Mr Christopher Leslie (Parliamentary Secretary, Cabinet Office; Shipley, Labour)
New clause 6 would require a billing authority to ensure that ratepayers received all the relevant information needed to make an informed decision, including a method to calculate the amount of their individual levy. Clause 51 empowers the Secretary of State to make regulations concerning the persons who may draw up the BID proposals, the procedures that must be followed when they are drawn up and the matters to be included in them. It renders new clause 6 redundant, because the new clause would allow the Secretary of State to prescribe the information to be given to ratepayers about a BID proposal. That power already exists to a large extent in clause 51(2).
The draft BID guidance that was sent to hon. Members contains information about the requirements to inform ratepayers of the proposals and how to calculate the BID levy. The guidance suggests on page 22 that the BID should give the figure that ratepayers would be expected to pay in addition to their rates and an indication of the way in which it is calculated. On page 23 it says that the BID proposal should also set out the arrangements for publicising the proposals before the vote takes place. In other words, the issue is amply covered in the guidance. Information about the amount that they will pay will go to BID ratepayers before the ballot.

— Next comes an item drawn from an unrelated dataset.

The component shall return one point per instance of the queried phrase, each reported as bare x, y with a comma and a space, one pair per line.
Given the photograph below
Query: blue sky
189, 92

The hon. Member for Cotswold asked how the figure would be calculated and whether it would be too complicated. I do not believe that it is a particularly difficult point, as my hon. Friend the Member for Bedford said. The figure should not be difficult to calculate. It could be a percentage, a flat rate, or any other system. We do not want to be too prescriptive about it, but if businesses were suspicious about the amount that they had to pay, they would be less likely to vote in favour of the proposal.

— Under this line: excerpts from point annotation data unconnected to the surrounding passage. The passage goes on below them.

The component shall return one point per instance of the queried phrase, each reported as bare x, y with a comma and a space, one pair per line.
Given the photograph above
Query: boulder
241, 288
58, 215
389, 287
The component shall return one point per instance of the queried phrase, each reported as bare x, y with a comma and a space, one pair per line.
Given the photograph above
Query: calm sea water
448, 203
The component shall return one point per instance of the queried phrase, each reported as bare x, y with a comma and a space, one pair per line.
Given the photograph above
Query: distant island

The hon. Member for New Forest, West asked who would be involved in drawing up the BID proposals.
Anyone can get involved in establishing a BID. The local authority will need to be a partner, because it will be an important stakeholder in the relationship between the business community and the public sector. That touches on the point made by the hon. Member for Poole. BIDs will have to make sure that the local authority is fully engaged. They will clearly have a strong voice in the dialogue with the local authority.
The guidance elaborates on some of those issues when dealing with the possible virtues of the establishment of a BID. There are no absolute constraints on the choices that a local authority can make during the duration of a BID about its normal functions, but clearly it is accountable to its electorate for its decisions on non-BID issues. Questions about car-parking charges and changes involving one way systems will be part of the normal decision-making processes of local authorities, which are democratically accountable to those who elect them. In that sense, there is a constraint on those local authority decisions. I take the point made by the hon. Member for Kingston and Surbiton, who said that new clause 6 could be interpreted as slightly over-prescriptive. There is ample coverage in the guidance and the Bill, and I hope that new clause 6 will not be pressed.
Question put and agreed to.
Clause 51 ordered to stand part of the Bill.